Step 4: Run the Script
python3 main.py

Task 3: Redis

This task is all about the availability of the data during execution, Redis is a key-value paired database that I'm using to cache my scraped data temperary. The way I implemented Redis is after i scrape the data I immediatly "save" the data in a Redis database that holds the information for about 1 minute, when the data is in Redis my parser.py file gets the data out of Redis to filter for the highest value to be able to save this into a MongoDB.

Installation (Follow these steps or just run setup_redis.sh)

Step 1: Install Redis
sudo apt install redis-server

Step 2: Import python package
If you didnt install all the python packages required for this project mentioned in Task 1 (Installed using requirements.txt file), you need to install the python package for redis manually.
pip3 install redis

Step 3: Start Redis Service
sudo systemctl start redis

Usage:

As always just run the file main.py to use the full project.

Task 4: Docker

For the last part of this assignment we had to transform our project into containers so we can run every single component in a docker container.
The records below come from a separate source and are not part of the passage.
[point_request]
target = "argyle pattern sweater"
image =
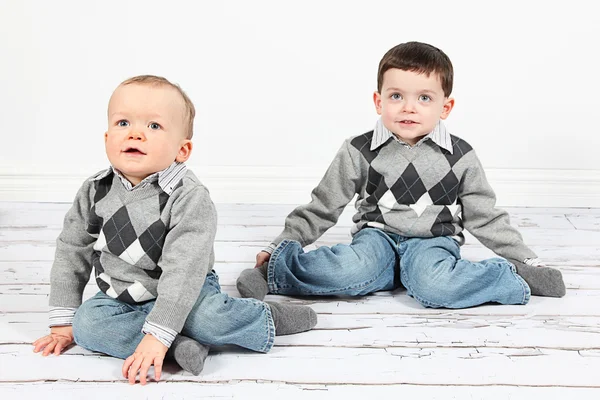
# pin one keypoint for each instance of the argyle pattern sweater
(143, 244)
(420, 191)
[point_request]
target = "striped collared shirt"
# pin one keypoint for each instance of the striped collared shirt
(167, 179)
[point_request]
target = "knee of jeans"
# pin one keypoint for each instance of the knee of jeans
(435, 294)
(84, 325)
(214, 317)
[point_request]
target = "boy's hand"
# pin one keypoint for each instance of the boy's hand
(149, 352)
(262, 258)
(59, 339)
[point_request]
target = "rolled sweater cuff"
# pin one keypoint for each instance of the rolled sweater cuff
(61, 316)
(163, 334)
(66, 294)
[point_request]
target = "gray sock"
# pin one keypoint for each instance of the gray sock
(543, 281)
(253, 282)
(291, 319)
(189, 354)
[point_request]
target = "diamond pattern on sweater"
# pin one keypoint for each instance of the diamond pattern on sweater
(418, 186)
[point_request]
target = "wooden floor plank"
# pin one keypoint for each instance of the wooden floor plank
(322, 365)
(271, 390)
(376, 346)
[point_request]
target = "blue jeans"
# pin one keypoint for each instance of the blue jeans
(113, 327)
(431, 270)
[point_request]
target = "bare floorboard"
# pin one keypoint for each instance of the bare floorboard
(376, 346)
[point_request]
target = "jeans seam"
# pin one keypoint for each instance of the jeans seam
(274, 288)
(524, 286)
(270, 328)
(424, 302)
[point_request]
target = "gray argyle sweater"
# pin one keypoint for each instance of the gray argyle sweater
(144, 244)
(424, 191)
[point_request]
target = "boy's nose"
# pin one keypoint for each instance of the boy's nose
(136, 135)
(409, 106)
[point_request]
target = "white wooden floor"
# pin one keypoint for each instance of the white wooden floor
(371, 347)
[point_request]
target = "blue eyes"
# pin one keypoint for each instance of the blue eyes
(424, 98)
(152, 125)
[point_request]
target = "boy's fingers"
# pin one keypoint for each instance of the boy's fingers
(41, 343)
(126, 365)
(145, 367)
(49, 347)
(60, 346)
(135, 367)
(157, 368)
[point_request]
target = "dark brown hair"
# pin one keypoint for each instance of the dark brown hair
(418, 57)
(190, 110)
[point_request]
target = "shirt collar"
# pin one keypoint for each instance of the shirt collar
(439, 136)
(167, 179)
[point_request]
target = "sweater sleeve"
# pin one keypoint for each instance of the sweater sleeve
(337, 188)
(490, 225)
(187, 257)
(73, 257)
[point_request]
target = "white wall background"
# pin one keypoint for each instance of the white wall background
(279, 85)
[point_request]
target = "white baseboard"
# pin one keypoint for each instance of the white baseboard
(292, 185)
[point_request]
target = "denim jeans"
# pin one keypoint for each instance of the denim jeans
(113, 327)
(430, 269)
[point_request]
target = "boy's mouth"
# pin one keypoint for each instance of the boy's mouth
(134, 151)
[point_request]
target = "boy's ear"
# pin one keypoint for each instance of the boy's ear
(377, 101)
(448, 106)
(185, 150)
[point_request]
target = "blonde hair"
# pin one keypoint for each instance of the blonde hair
(190, 110)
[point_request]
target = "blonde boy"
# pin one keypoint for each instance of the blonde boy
(147, 226)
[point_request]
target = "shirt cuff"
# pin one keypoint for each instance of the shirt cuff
(164, 335)
(534, 262)
(61, 316)
(270, 249)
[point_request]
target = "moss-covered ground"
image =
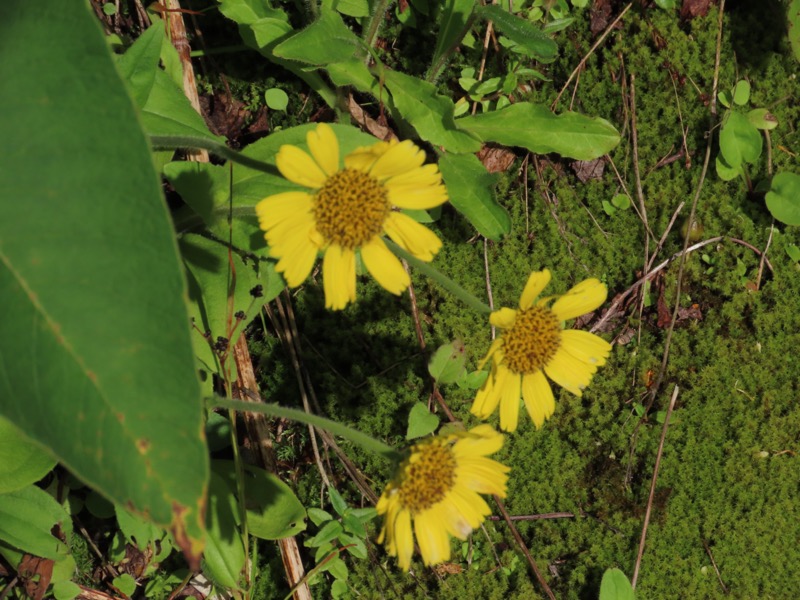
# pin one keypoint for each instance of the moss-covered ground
(729, 477)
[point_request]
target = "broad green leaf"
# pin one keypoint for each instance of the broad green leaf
(273, 511)
(741, 92)
(615, 586)
(534, 127)
(783, 198)
(453, 20)
(421, 421)
(447, 363)
(761, 118)
(325, 41)
(428, 112)
(522, 32)
(98, 360)
(793, 23)
(27, 517)
(22, 462)
(224, 557)
(139, 64)
(739, 140)
(471, 190)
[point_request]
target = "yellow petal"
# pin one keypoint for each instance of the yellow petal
(339, 277)
(503, 318)
(411, 236)
(324, 148)
(403, 539)
(298, 167)
(434, 545)
(384, 266)
(399, 158)
(569, 372)
(537, 281)
(585, 346)
(509, 403)
(581, 299)
(296, 257)
(538, 396)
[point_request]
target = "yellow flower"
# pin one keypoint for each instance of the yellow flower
(436, 488)
(533, 344)
(347, 210)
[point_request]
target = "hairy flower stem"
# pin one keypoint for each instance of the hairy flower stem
(447, 283)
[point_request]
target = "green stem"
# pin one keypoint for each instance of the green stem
(173, 142)
(447, 283)
(362, 439)
(371, 32)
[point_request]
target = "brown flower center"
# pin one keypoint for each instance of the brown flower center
(532, 341)
(427, 475)
(350, 208)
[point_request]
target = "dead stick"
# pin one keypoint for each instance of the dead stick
(653, 487)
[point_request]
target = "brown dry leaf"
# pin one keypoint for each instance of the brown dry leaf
(448, 569)
(694, 8)
(601, 11)
(496, 159)
(589, 169)
(35, 574)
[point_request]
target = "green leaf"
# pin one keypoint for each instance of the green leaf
(224, 556)
(22, 462)
(98, 360)
(793, 22)
(27, 517)
(125, 584)
(534, 127)
(421, 421)
(447, 363)
(276, 99)
(325, 41)
(783, 198)
(522, 32)
(471, 190)
(318, 516)
(66, 590)
(138, 531)
(430, 113)
(453, 20)
(338, 503)
(615, 586)
(330, 531)
(739, 140)
(273, 511)
(741, 92)
(761, 118)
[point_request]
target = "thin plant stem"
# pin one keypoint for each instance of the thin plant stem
(447, 283)
(357, 437)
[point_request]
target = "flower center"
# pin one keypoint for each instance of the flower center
(532, 341)
(428, 475)
(350, 208)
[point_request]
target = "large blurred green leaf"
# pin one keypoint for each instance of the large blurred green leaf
(22, 461)
(430, 113)
(94, 340)
(471, 190)
(534, 127)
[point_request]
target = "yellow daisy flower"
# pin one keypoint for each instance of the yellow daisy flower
(347, 210)
(436, 489)
(533, 344)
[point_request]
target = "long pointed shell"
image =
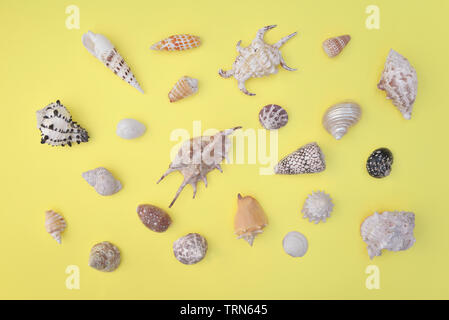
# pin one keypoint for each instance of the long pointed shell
(400, 82)
(307, 159)
(178, 42)
(250, 219)
(185, 87)
(57, 128)
(334, 46)
(338, 118)
(101, 48)
(54, 224)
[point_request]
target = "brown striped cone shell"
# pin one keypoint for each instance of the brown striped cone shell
(340, 117)
(307, 159)
(273, 117)
(250, 219)
(257, 60)
(185, 87)
(400, 82)
(153, 218)
(57, 127)
(101, 48)
(54, 224)
(104, 256)
(197, 157)
(177, 42)
(333, 46)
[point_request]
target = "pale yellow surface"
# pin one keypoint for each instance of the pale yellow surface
(42, 61)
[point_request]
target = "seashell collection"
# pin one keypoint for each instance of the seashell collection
(400, 82)
(392, 231)
(340, 117)
(57, 127)
(250, 219)
(257, 60)
(273, 117)
(200, 155)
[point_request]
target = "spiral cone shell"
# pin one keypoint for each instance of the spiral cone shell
(185, 87)
(101, 48)
(54, 224)
(340, 117)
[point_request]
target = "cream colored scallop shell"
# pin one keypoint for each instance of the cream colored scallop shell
(340, 117)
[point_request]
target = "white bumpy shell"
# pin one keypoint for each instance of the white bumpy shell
(389, 230)
(317, 207)
(400, 82)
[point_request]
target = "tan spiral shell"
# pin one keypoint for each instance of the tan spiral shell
(185, 87)
(338, 118)
(54, 224)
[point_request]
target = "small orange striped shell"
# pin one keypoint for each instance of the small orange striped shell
(333, 46)
(178, 42)
(185, 87)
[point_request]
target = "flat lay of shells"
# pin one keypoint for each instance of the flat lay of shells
(196, 157)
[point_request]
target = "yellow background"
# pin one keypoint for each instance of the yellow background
(42, 61)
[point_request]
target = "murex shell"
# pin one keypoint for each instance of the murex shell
(185, 87)
(130, 129)
(317, 207)
(190, 249)
(400, 82)
(153, 218)
(101, 48)
(54, 224)
(340, 117)
(295, 244)
(103, 181)
(178, 42)
(273, 117)
(307, 159)
(197, 157)
(104, 256)
(57, 128)
(334, 46)
(389, 230)
(257, 60)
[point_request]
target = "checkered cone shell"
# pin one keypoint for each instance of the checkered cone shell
(178, 42)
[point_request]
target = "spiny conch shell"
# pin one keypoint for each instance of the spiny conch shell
(400, 82)
(101, 48)
(178, 42)
(307, 159)
(197, 157)
(333, 46)
(389, 230)
(257, 60)
(317, 207)
(57, 128)
(103, 181)
(104, 256)
(54, 224)
(295, 244)
(185, 87)
(250, 219)
(340, 117)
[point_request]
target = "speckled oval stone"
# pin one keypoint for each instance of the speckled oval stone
(190, 249)
(153, 217)
(273, 117)
(379, 163)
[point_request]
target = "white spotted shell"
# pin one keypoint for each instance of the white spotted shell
(295, 244)
(130, 129)
(340, 117)
(317, 207)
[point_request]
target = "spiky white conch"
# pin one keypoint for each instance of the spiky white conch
(197, 157)
(317, 207)
(257, 60)
(101, 48)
What this does is, it makes it possible to run this project everywhere you want, the only thing you have to do is install docker (Windows, Linux or MacOS) and start the program.

Installation of Docker

Windows & MacOS

https://www.docker.com/products/docker-desktop

Linux

sudo apt install docker.io

Building Docker containers

You can pull my created images from my docker hub profile or you can create your own images using Dockerfiles.

Pull my images

Scraper: https://hub.docker.com/repository/docker/yorickcleerbout/scraper
Parser: https://hub.docker.com/repository/docker/yorickcleerbout/parser

Create your own images

Put the next code in a file with name Dockerfile and no extension or download my dockerfiles from this repository.

Scraper

MAINTAINER yorickcleerbout
COPY . .
RUN apt-get update && apt-get install -y git
RUN apt-get install -y python3
RUN apt-get install -y python3-pip
RUN git clone https://github.com/yorickcleerbout/Databases-Advanced.git
RUN cd Databases-Advanced
RUN pip3 install requests
RUN pip3 install beautifulsoup4
RUN pip3 install pandas
RUN pip3 install pymongo
RUN pip3 install redis
RUN cp "Databases-Advanced/DockerVersion/scraper.py" .
CMD ["python3", "scraper.py"]

Parser

FROM ubuntu:latest AS parser
MAINTAINER yorickcleerbout
COPY . .
RUN apt-get update && apt-get install -y git
RUN apt-get install -y python3
RUN apt-get install -y python3-pip
RUN git clone https://github.com/yorickcleerbout/Databases-Advanced.git
RUN cd Databases-Advanced
RUN pip3 install requests
RUN pip3 install beautifulsoup4
RUN pip3 install pandas
RUN pip3 install pymongo
RUN pip3 install redis
RUN cp "Databases-Advanced/DockerVersion/parser.py" .
CMD ["python3", "parser.py"]

Mongo & Redis
docker pull mongo
docker pull redis

Transform these images into containers

docker run --name scraper {imageID}
docker run --name parser {imageID}
docker run -p 27017:27017 --name mongo mongo
docker run --name redis redis

Creating network & adding containers

We need to create a network to connect these containers with each other.
docker network create {networkName}

Adding containers to the network

docker network connect {networkName} {containerName}

Final Conclusion

This assignment was an overal fun and educational experience. Python was ofcourse nothing new to me but to work with mongoDB, Redis and Docker was a totaly new for me. I hope I can do more of this kind of assignments in the future to further expand my knowledge and skills as part of a learning experience.